Removing interaction (12, 12) from the end.
[2]:
OrderedDict([('xx_plus_yy', 590),
('cp', 84),
('p', 64),
('measure', 32),
('x', 10),
('barrier', 1)])
As we initially set pairs_ab=None, the generate_lucj_pass_manager() starts with a default one. For square lattice, it is [(0, 0), (1, 1), (2, 2), ..., (norb-1, norb-1)]. However, if the hardware connectivity does not accommodate all starting pairs, then pairs are dropped from the end of the list until a valid layout is found, and a warning is raised. In the example above, last four pairs, from (15, 15) to (12, 12), are dropped with a warning message showing the dropped pairs.
Note that you can use a different pairs_ab during the ucj_op construction instead of the one returned by generate_lucj_pass_manager, but doing so may incur a higher SWAP overhead.
LUCJ circuit for an open-shell molecule¶
For an open-shell system, use the spin-unbalanced LUCJ ansatz. This example creates an LUCJ circuit for a hydroxyl radical in the 6-31g basis.
[3]:
# Build HO molecule
mol = pyscf.gto.Mole()
mol.build(
atom=[["H", (0, 0, 0)], ["O", (0, 0, 1.1)]],
basis="6-31g",
spin=1,
symmetry="Coov",
)
# Get molecular data and Hamiltonian
scf = pyscf.scf.ROHF(mol).run()
mol_data = ffsim.MolecularData.from_scf(scf)
norb, nelec = mol_data.norb, mol_data.nelec
mol_hamiltonian = mol_data.hamiltonian
print(f"norb = {norb}")
print(f"nelec = {nelec}")
# Get CCSD t2 amplitudes for initializing the ansatz
ccsd = pyscf.cc.CCSD(scf).run()
# Use 4 layers from opposite-spin amplitudes and 2 layers from same-spin amplitudes
n_reps = (4, 2)
# Use interactions implementable on a square lattice
pairs_aa = [(p, p + 1) for p in range(norb - 1)]
pairs_ab = [(p, p) for p in range(norb)] # Update it later; can be ``None`` also
pairs_bb = [(p, p + 1) for p in range(norb - 1)] # Can be ``None`` as well
# Generate the configured preset pass manager and implementable pairs_ab
pass_manager, pairs_ab = generate_lucj_pass_manager(
backend=backend,
norb=norb,
connectivity="square",
interaction_pairs=(pairs_aa, pairs_ab, pairs_bb),
optimization_level=3,
)
# Use the backend implementable pairs_ab to construct the ucj_op
ucj_op = ffsim.UCJOpSpinUnbalanced.from_t_amplitudes(
ccsd.t2,
t1=ccsd.t1,
n_reps=n_reps,
interaction_pairs=(pairs_aa, pairs_ab, pairs_bb),
# Setting optimize=True enables the "compressed" factorization.

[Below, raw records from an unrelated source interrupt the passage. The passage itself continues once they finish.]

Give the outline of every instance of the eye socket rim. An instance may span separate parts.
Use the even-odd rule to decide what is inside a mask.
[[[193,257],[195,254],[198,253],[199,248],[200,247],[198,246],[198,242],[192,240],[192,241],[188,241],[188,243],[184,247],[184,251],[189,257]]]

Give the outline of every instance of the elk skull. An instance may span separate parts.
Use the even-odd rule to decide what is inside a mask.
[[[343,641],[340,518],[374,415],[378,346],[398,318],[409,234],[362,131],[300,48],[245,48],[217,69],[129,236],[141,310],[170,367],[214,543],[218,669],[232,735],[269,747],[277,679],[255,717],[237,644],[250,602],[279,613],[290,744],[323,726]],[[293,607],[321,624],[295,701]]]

# Additionally, you may want to set the multi_stage_start or multi_stage_step
# arguments (or both) to obtain a better result at increased computational cost.

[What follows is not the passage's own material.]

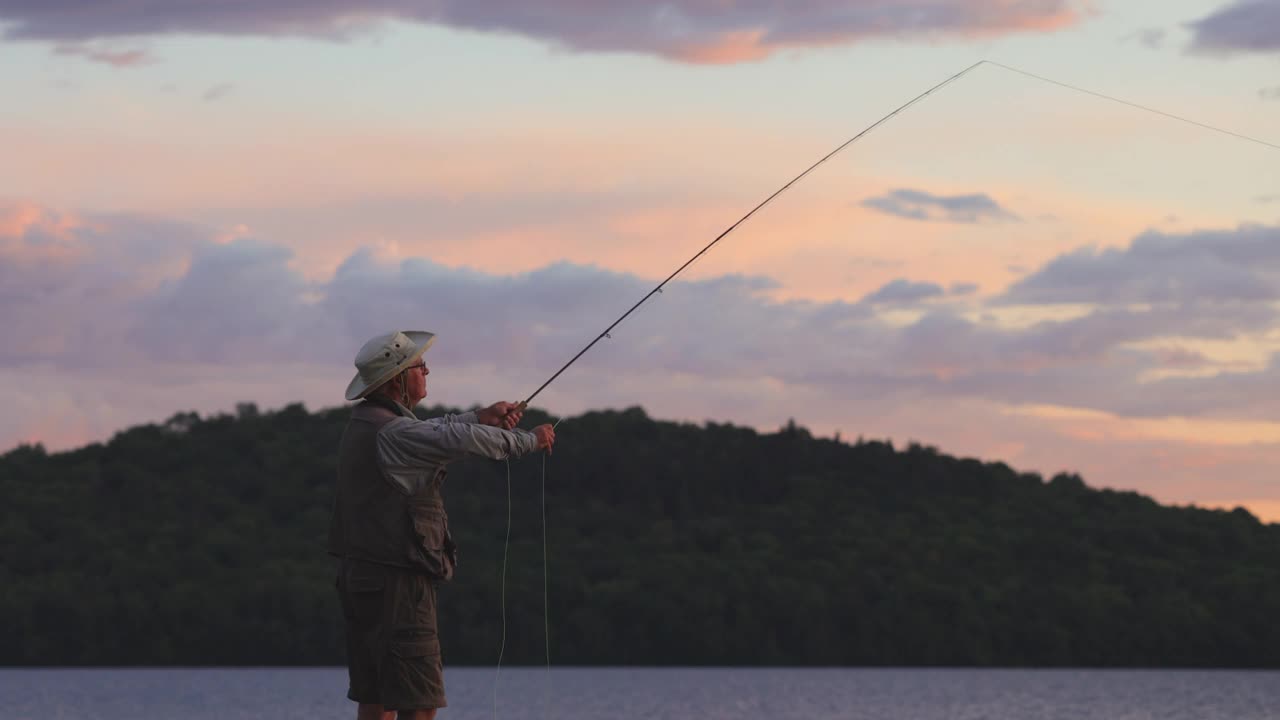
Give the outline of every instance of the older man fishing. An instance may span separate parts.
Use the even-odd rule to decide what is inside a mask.
[[[544,449],[555,430],[518,430],[523,403],[419,420],[429,332],[391,332],[360,348],[346,398],[360,400],[338,451],[329,553],[338,558],[346,623],[347,697],[359,720],[431,720],[444,707],[436,587],[453,578],[457,546],[440,488],[447,466]]]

# See the API documentation for details.
optimize=True,
options=dict(maxiter=100),
)
# Construct circuit
qubits = QuantumRegister(2 * norb)
circuit = QuantumCircuit(qubits)
circuit.append(ffsim.qiskit.PrepareHartreeFockJW(norb, nelec), qubits)
circuit.append(ffsim.qiskit.UCJOpSpinUnbalancedJW(ucj_op), qubits)
circuit.measure_all()
# Transpile the circuit with configured pass manager
transpiled = pass_manager.run(circuit)
transpiled.count_ops()
SCF not converged.
SCF energy = -75.3484557060049
norb = 11
nelec = (5, 4)
WARN: RCCSD method does not support ROHF method. ROHF object is converted to UHF object and UCCSD method is called.

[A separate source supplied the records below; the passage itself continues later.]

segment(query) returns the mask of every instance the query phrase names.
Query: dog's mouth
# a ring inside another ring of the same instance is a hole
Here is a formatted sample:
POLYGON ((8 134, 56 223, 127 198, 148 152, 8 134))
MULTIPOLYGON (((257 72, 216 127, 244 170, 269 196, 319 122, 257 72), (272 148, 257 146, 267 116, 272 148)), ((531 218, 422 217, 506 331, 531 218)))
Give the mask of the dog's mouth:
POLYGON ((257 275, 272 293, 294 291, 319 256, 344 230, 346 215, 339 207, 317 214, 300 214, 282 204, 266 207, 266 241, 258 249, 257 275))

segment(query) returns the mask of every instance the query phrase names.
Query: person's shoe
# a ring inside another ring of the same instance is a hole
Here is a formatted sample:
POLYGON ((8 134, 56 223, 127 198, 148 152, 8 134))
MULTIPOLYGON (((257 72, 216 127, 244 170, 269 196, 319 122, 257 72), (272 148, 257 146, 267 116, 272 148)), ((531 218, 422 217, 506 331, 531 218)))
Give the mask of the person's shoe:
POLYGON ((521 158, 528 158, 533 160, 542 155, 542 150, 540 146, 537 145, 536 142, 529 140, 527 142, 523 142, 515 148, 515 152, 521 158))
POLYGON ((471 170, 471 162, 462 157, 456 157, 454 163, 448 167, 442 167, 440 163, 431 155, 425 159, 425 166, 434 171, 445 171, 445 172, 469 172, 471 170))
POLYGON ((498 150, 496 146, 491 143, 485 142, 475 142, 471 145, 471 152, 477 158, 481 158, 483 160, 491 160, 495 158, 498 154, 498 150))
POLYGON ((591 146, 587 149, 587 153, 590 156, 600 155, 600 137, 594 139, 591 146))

E(UCCSD) = -75.45619739145242 E_corr = -0.1077416854475011
[3]:
OrderedDict([('xx_plus_yy', 715),
('p', 132),
('cp', 128),
('measure', 22),
('x', 9),
('barrier', 1)])
As norb=11 in this example, pairs_ab = [(0, 0), ..., (10, 10)], which the backend can accommodate. Therefore, this example does not raise warnings about dropped pairs.